A deep bidirectional model is strictly more powerful than either a left-to-right model or the shallow concatenation of a left-to-right and a right-to-left model. 

In order to train a deep bidirectional representation, we simply mask some percentage of the input tokens at random, and then predict those masked tokens. We refer this procedure as a `masked language model`. 15% of all WordPiece tokens in each sequence at random are masked.

The final hidden vectors corresponding to the mask tokens are fed into an output softmax over the vocabulary. 

In contrast to denoising auto-encoders, we only predict the masked words rather than reconstructing the entire input. 

If a token is selected for masking; 
* 80% of the time : replace the word with `[MASK]` token.
* 10% of the time : replace with a random word 
* 10% of the time : keep the word unchanged. 


### 2. Next Sentence Prediction (NSP)
Many important downstream tasks such as question-answering and natural language inference are based on understanding the relationship between two sentences, which is not directly captured by language modeling. 

In order to train a model that understands sentence relationships, we pre-train for a binarized next sentence prediction task. 

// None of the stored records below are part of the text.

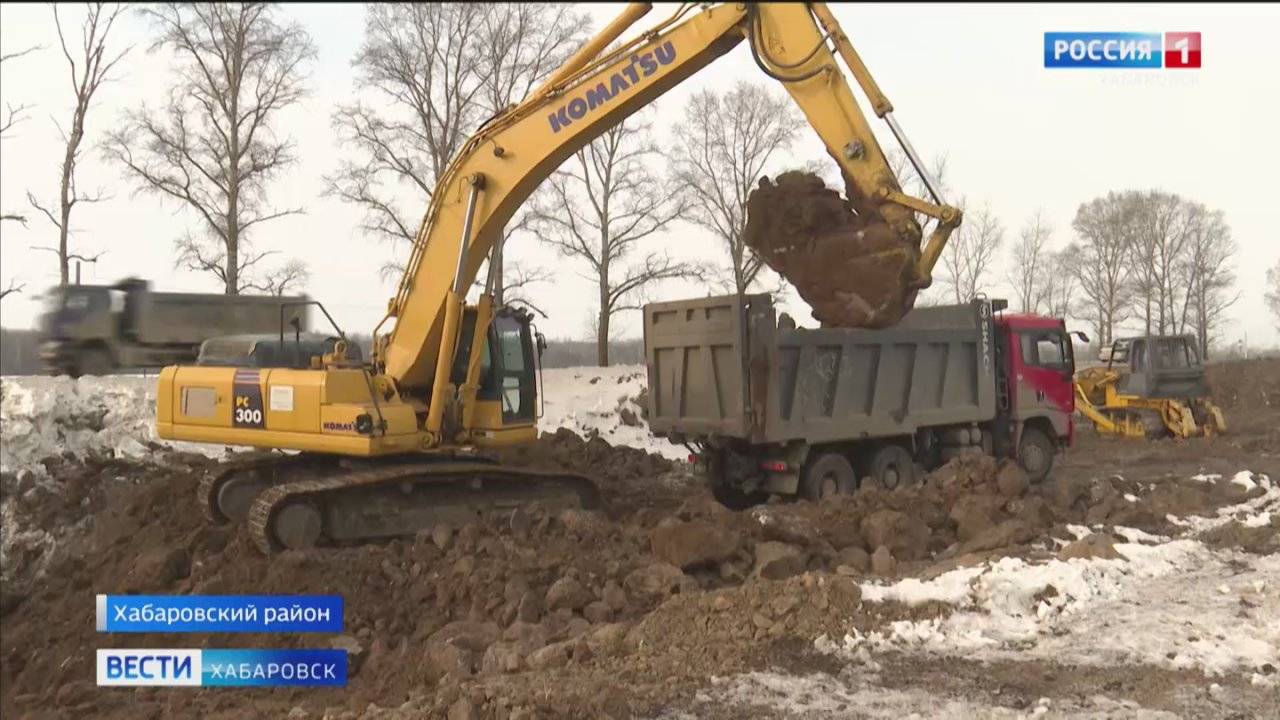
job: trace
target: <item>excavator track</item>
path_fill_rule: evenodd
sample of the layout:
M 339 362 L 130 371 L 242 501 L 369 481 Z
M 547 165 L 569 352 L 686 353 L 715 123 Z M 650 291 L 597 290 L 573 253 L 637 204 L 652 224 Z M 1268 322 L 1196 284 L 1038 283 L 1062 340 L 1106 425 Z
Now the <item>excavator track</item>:
M 284 482 L 288 476 L 304 468 L 319 470 L 326 459 L 309 455 L 256 453 L 206 475 L 200 481 L 197 497 L 205 520 L 216 525 L 240 520 L 252 506 L 253 498 L 272 484 Z M 332 462 L 332 461 L 330 461 Z
M 457 527 L 531 503 L 593 508 L 600 496 L 578 475 L 480 461 L 404 463 L 273 485 L 257 496 L 248 524 L 270 555 Z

When choosing the sentences A and B for each pre-training example, 50% of the time B is the actual next sentence that follows A(labeled as IsNext), and 50% of the time it is a random sentence from the corpus(labeled as NotNext). 

## Fine Tuning Bert 
The pre-trained BERT model can be fine-tuned with just one additional output layer to create state-of-the-art models for a wide range of tasks, such as question answering and language inference, without substantial task-specific architecture modifications

## Usage Tips 

* BERT is a model with absolute position embeddings so it’s usually advised to pad the inputs on the right rather than the left.

* BERT was trained with the masked language modeling (MLM) and next sentence prediction (NSP) objectives. It is efficient at predicting masked tokens and at NLU in general, but is not optimal for text generation.

## Token Classification
* Named entity recognition (NER): Finding the entities (persons, locations or organizations) in a sentence. This can be formulated as attributing a label to each token by having one class per entity and one class for no entity. 

* Part of speech tagging (POS): Mark each word in a sentence as corresponding to a particular part of speech(noun, verb, pronoun ...) 

* chunking : finding tokens belongs to the same entity. This task can be formulated as attributing one label to any tokens that are at the beginning of a chunk, another label to tokens that are inside a chunk, and a third label to tokens that dont belong to any chunk.